Texans Watching as State Leaders Face First Test on Strengthening CPS & Protecting Kids

For weeks and months – and we would say years – headlines across the state and legislative hearings have shown that the state is failing to protect children at risk of abuse or neglect and failing to ensure that children entering foster care have a safe home and appropriate services to help them heal. 

Fortunately, state leaders have taken note and made clear that protecting kids is now one of their top priorities.

In the coming days, Texans will be watching to see if they pass their first test since naming the issue a priority or if all the recent talk about protecting kids was just that: talk.

The Commissioner of DFPS, the parent agency to CPS, recently requested emergency funding to hire 550 new caseworkers to address the backlog of children who have not been checked on by the agency who could be in harm’s way. 

At a hearing last week, State Senators forcefully pointed out that the Commissioner’s hiring plan must be accompanied by a pay raise plan to stem out-of-control staff turnover at the agency. Give Senators credit for demanding a pay raise plan. One-third of investigations caseworkers quit every year. The high turnover is one of the reasons that caseworkers have such high caseloads and that days and weeks tick by before investigations into abuse and neglect take place. Raising pay to cut turnover also makes economic sense: training each new caseworker costs the state $54,000.

The Commissioner quickly responded with a plan to raise salaries by $1,000 per month. The plan is modeled after a similar pay raise that cut caseworker turnover in West Texas by 50 percent over three years.

The Commissioner’s hiring and pay raise plans are now in the hands of a small number of state leaders: Governor Greg Abbott, Lt. Governor Dan Patrick, House Speaker Joe Straus, Senate Finance Committee Chair Jane Nelson, and the five members of a CPS subcommittee named by Chair Nelson: Senators Birdwell, Kolkhorst, Schwertner, Watson, and Whitmire. A decision is expected soon.

State leaders will face additional tests on CPS in the coming weeks and months. To ensure that children have a safe home and appropriate support if they are removed from their families, the state must increase reimbursement rates for these services.
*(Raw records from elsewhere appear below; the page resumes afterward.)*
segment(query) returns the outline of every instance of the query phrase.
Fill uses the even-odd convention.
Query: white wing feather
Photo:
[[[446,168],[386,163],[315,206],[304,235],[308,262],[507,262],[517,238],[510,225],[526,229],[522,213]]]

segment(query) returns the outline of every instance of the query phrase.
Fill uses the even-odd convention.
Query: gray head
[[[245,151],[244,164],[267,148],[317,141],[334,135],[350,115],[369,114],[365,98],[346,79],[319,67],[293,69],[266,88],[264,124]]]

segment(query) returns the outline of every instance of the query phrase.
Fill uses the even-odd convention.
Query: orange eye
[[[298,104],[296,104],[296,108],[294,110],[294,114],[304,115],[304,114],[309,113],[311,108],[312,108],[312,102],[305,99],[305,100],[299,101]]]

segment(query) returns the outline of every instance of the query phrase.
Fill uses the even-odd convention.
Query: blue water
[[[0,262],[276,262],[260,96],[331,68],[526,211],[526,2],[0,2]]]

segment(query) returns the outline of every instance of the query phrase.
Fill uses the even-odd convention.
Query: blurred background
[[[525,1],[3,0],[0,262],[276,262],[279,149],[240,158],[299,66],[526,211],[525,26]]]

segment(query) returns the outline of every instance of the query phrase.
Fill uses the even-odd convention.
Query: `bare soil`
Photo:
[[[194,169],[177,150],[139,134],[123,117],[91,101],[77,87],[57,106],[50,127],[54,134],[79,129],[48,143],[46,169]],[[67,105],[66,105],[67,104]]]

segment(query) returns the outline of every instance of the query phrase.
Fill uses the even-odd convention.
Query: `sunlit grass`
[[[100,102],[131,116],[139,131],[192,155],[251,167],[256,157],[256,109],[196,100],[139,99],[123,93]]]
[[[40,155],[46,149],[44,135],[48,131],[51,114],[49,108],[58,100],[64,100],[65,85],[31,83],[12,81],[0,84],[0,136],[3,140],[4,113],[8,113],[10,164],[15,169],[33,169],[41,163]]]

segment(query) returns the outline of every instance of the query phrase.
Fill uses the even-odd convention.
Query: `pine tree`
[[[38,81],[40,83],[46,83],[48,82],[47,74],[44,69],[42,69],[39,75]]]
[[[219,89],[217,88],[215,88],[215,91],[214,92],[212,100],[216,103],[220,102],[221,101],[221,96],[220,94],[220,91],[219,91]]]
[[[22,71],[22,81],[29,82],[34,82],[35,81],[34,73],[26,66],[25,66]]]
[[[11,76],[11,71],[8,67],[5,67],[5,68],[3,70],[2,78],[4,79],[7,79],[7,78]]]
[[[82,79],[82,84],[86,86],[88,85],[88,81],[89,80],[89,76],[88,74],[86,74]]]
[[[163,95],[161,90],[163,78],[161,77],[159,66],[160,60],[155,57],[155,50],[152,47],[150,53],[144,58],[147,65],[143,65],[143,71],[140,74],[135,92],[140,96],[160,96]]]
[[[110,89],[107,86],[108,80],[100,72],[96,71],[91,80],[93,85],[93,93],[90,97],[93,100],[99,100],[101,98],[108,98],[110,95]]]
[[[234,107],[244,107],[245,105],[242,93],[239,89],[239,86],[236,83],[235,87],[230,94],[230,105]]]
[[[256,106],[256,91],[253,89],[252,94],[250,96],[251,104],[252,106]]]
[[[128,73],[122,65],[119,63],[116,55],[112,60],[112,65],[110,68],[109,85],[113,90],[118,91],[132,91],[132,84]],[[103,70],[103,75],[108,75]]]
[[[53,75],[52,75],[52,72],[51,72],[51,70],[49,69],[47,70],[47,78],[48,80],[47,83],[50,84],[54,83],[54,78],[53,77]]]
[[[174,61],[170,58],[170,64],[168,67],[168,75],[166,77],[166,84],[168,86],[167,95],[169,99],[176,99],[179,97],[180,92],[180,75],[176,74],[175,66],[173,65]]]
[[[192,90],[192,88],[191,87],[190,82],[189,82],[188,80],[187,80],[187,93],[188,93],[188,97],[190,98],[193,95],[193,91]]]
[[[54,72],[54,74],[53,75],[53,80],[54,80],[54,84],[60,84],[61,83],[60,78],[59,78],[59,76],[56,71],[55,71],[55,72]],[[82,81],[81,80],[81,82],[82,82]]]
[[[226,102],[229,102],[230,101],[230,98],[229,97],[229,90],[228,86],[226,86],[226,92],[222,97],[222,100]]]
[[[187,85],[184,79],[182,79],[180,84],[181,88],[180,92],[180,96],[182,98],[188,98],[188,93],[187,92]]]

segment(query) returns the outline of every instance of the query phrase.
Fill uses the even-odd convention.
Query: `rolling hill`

To ensure more children can stay safely with their families and reduce the need to expand foster care capacity, legislators should expand prevention programs that support at-risk families.

But this week, Texans are watching to see how state leaders handle their first child protection test since declaring the issue a top priority: the Commissioner’s plan for pay raises and new hires.  If they fail, more kids will suffer. CPS is in urgent need of funding, and if state leaders meet that need they will deserve credit for passing this first test.